# can i please die?



## insaticiable (Feb 23, 2010)

No I am not suicidal, and no I don't intend on hurting myself. BUT I FEEL HORRIBLE. don't think im gonna take the sub B anymore, it's fucking me over. dunno if its that or just plain 'ol depression. BUT man, i am like depressed to the extremeeeee. I want to crawl in a corner and die. Dunno why I feel so bad tonight







think im gonna go to sleep.


----------



## Guest (Jun 1, 2010)

insaticiable said:


> No I am not suicidal, and no I don't intend on hurting myself. BUT I FEEL HORRIBLE. don't think im gonna take the sub B anymore, it's fucking me over. dunno if its that or just plain 'ol depression. BUT man, i am like depressed to the extremeeeee. I want to crawl in a corner and die. Dunno why I feel so bad tonight
> 
> 
> 
> ...


Hang in there! I have those thoughts sometimes too! But then for some strange reason I feel really good after a nap or the next day. I hope that you get to feel better in the morning.


----------



## insaticiable (Feb 23, 2010)

ThoughtOnFire said:


> Hang in there! I have those thoughts sometimes too!

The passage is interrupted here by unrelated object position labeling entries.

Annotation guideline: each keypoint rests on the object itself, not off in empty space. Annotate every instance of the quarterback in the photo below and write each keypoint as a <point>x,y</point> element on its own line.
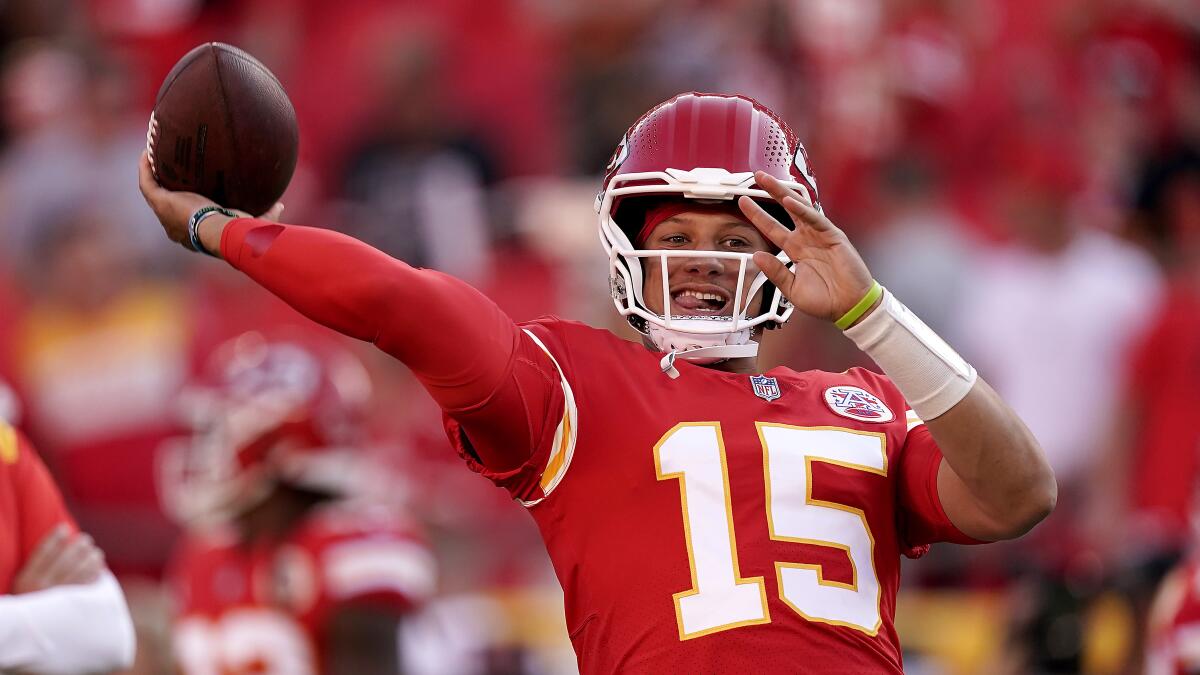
<point>701,515</point>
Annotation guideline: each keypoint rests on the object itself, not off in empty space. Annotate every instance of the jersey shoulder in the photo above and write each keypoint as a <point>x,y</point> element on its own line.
<point>861,394</point>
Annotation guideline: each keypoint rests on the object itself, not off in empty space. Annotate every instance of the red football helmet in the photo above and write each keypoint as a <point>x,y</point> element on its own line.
<point>265,411</point>
<point>702,147</point>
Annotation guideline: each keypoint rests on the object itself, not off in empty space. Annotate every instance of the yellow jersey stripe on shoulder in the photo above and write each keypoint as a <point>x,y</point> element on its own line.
<point>9,443</point>
<point>563,448</point>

But then for some strange reason I feel really good after a nap or the next day. I hope that you get to feel better in the morning.


Thanks. It's really hard.


----------



## Surfingisfun001 (Sep 25, 2007)




----------



## 2deepathinker (Aug 17, 2009)

insaticiable said:


> No I am not suicidal, and no I don't intend on hurting myself. BUT I FEEL HORRIBLE. don't think im gonna take the sub B anymore, it's fucking me over. dunno if its that or just plain 'ol depression. BUT man, i am like depressed to the extremeeeee. I want to crawl in a corner and die. Dunno why I feel so bad tonight
> 
> 
> 
> ...


I have so felt this way! It can be overwhelming. I don't have any words of wisdom, but I hope it helps to know you are not totally alone with this!


----------



## insaticiable (Feb 23, 2010)

2deepathinker said:


> I have so felt this way! It can be overwhelming. I don't have any words of wisdom, but I hope it helps to know you are not totally alone with this!


Thanks 2deepathinker


----------



## jho (May 29, 2010)

insaticiable said:


> Thanks 2deepathinker


stay calm.. everything changes,,specially everytime you try to change the way you think,, some way of being positive,, your lucky enough,,you could still sleep despite you got some problems,, coz other people use some medication just to induce sleep..so stay calm before eveything you feel became worst,, and Godbless


----------



## PositiveThinking! (Mar 5, 2010)

insaticiable said:


> No I am not suicidal, and no I don't intend on hurting myself. BUT I FEEL HORRIBLE. don't think im gonna take the sub B anymore, it's fucking me over. dunno if its that or just plain 'ol depression. BUT man, i am like depressed to the extremeeeee. I want to crawl in a corner and die. Dunno why I feel so bad tonight
> 
> 
> 
> ...


Well, this is probably not the best moment to give out advice since I'm going trough a pretty nasty time but when I feel like that (which is often) , what keeps me going is knowing that I can get better from night to day, just like when it first started. I think that not only bad things happen all of a sudden, I'm actually sure that my recovery can happen any time, and even though it gets really hard to believe in bad crysis, it's always some positive energy


----------



## S O L A R I S (Dec 24, 2009)

Insaticiable.

You will be fiiiine!!! You seem like a really cool person, and this fucking thing sucks, at the same time however we are the only ones who can save ourselves at the end. I wont promise that this thing will go away, but it can get to a point where it ceases to bother you anymore. Personally, ive had it forever, but I am still able to sort of have ambitions and go forth in my life. Regardless how robotic it feels, its whatever, i cant change that, so FUCK it. seriously, fuck this thing. it will not control me anymore. I am so proud of myself, and of you, and of everyone in this forum for dealing with this thing. as much as I hate it when people tell me this, but it holds true that we have to go on. its non negotiable, life does go on. and honestly, i dont think id want to go through the whole suicide thing, its scary. Ive thought about it in my darker times, but we can manage to overcome it and find something that makes us feel happy. seriously, grab life by its balls, be a diva! be the amazing person you are! because you are one! remember that from now on.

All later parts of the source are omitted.